Neste momento o diabo passeia pela terra e o céu, mas haverá um momento ainda futuro quando será expulso das esferas celestiais e lançado na terra em dias de grande tribulação. Antes que você se surpreenda em saber que o diabo tem acesso aos lugares celestiais, lembre-se dos dois primeiros capítulos do livro de Jó e também da exortação quanto ao lugar onde estão os verdadeiros inimigos do crente, que não são seres humanos, mas anjos caídos (o termo caído não é no sentido de cair de um lugar, mas cair de uma posição, o que aconteceu em tempos imemoráveis quando se rebelou contra Deus):
“Revesti-vos de toda a armadura de Deus, para que possais estar firmes contra as astutas ciladas do diabo. Porque não temos que lutar contra a carne e o sangue, mas, sim, contra os principados, contra as potestades, contra os príncipes das trevas deste século, contra as hostes espirituais da maldade, nos lugares celestiais” (Ef 6:11-12).

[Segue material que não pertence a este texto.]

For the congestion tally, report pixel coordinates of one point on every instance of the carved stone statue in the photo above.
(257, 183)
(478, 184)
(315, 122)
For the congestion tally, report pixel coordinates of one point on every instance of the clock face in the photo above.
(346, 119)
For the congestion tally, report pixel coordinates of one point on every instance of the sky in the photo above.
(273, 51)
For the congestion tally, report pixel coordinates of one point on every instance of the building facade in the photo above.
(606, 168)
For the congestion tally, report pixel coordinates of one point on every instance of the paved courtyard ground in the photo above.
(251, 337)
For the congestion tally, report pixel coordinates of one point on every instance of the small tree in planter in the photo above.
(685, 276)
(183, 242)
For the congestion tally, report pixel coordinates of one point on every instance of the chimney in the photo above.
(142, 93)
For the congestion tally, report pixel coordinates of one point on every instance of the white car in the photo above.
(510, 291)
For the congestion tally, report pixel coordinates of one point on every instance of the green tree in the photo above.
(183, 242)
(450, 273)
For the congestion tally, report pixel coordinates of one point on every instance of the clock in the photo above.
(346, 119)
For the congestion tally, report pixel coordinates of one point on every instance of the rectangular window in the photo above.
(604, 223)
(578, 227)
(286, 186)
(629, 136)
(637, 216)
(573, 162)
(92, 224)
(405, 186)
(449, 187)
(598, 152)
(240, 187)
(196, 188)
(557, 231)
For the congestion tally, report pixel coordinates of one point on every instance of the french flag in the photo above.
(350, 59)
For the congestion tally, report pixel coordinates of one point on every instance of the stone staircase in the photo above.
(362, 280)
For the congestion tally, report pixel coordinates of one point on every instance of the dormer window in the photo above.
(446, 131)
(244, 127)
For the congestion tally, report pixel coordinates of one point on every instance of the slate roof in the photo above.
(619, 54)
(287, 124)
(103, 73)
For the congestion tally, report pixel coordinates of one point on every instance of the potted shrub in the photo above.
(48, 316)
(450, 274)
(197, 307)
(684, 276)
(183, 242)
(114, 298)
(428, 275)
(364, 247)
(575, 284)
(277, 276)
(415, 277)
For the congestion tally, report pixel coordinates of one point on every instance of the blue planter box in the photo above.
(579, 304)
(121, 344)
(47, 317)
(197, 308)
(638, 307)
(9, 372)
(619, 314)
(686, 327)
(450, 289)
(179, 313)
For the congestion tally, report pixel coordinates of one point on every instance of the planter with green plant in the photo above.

E agora um vislumbre do que o futuro reserva para o diabo e seus anjos, lembrando que aqui ele é identificado claramente como a mesma serpente da tentação no Jardim do Éden:
“E houve batalha no céu; Miguel e os seus anjos batalhavam contra o dragão, e batalhavam o dragão e os seus anjos; mas não prevaleceram, Nem mais o seu lugar se achou nos céus. E foi precipitado o grande dragão, a antiga serpente, chamada o Diabo, e Satanás, que engana todo o mundo; ele foi precipitado na terra, e os seus anjos foram lançados com ele. E ouvi uma grande voz no céu, que dizia: Agora é chegada a salvação, e a força, e o reino do nosso Deus, e o poder do seu Cristo; porque já o acusador de nossos irmãos é derrubado, o qual diante do nosso Deus os acusava de dia e de noite. E eles o venceram pelo sangue do Cordeiro e pela palavra do seu testemunho; e não amaram as suas vidas até à morte. Por isso alegrai-vos, ó céus, e vós que neles habitais. Ai dos que habitam na terra e no mar; porque o diabo desceu a vós, e tem grande ira, sabendo que já tem pouco tempo. E, quando o dragão viu que fora lançado na terra, perseguiu a mulher [Israel] que dera à luz o filho homem [Jesus, a semente da mulher prometida no Éden]” (Ap 12:7-13).